Rimangono aperti molti interrogativi sia per i britannici che per gli altri cittadini dell’Ue, tra questi mi permetto di segnalare i temi dell’accesso al mercato unico e quelli della libera circolazione delle persone. Quest’ultimo è un tema che sta molto a cuore ai giovani, sia italiani che britannici. Poi, per quanto concerne l’Italia sappiamo bene che l’uscita dall’Ue non dovrà incrinare gli ottimi rapporti tra i due Paesi, testimoniati anche da una lunga storia di emigrazione italiana nel Regno Unito.

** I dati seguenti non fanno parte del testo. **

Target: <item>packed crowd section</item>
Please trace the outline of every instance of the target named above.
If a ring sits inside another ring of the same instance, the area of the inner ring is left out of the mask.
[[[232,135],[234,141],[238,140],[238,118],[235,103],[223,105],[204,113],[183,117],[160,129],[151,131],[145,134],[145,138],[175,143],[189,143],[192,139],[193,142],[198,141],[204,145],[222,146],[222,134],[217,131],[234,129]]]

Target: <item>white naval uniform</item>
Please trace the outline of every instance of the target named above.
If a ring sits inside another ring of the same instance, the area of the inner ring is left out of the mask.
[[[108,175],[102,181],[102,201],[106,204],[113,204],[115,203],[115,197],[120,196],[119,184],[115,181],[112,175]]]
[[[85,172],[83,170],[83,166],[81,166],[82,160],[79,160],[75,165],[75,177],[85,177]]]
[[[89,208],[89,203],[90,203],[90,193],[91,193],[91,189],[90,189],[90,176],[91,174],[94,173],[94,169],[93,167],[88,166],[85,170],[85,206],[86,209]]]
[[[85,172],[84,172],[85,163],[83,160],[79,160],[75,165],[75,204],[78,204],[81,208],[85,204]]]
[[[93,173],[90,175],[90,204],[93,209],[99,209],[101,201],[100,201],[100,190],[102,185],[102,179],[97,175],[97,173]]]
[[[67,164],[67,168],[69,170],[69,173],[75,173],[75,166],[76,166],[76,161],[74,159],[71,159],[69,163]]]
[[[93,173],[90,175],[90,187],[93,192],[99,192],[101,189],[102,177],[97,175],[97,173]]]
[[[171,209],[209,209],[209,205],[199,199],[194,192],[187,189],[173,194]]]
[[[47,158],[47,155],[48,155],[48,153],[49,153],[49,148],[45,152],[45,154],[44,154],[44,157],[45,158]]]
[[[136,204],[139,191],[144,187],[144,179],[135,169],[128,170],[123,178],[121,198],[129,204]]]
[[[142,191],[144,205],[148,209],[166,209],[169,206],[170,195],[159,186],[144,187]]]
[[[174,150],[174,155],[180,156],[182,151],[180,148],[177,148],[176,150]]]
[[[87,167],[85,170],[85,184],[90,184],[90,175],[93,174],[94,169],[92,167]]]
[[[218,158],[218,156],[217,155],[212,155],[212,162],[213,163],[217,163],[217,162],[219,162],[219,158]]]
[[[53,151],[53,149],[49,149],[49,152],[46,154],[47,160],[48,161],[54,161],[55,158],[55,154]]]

Però, oggi la Comunità italiana d’oltremanica è molto preoccupata. Hanno bisogno di rassicurazioni sia le prime generazioni, giunte nel dopoguerra, che i giovani che hanno deciso di andare a vivere soprattutto a Londra per le opportunità offerte dal mondo del lavoro in quel contesto. Essi, pensando di vivere all’interno dell’Ue, come cittadini europei, non hanno chiesto la cittadinanza inglese.

A queste persone, e non solo ai mercati, dobbiamo delle risposte, certamente nel rispetto delle scelte democratiche compiute, ma anche nel rispetto reciproco come Paesi amici. Anche per questo motivo oggi siamo qui per ascoltare S.E. Jill Morris che ringrazio vivamente per quello che vorrà dirci.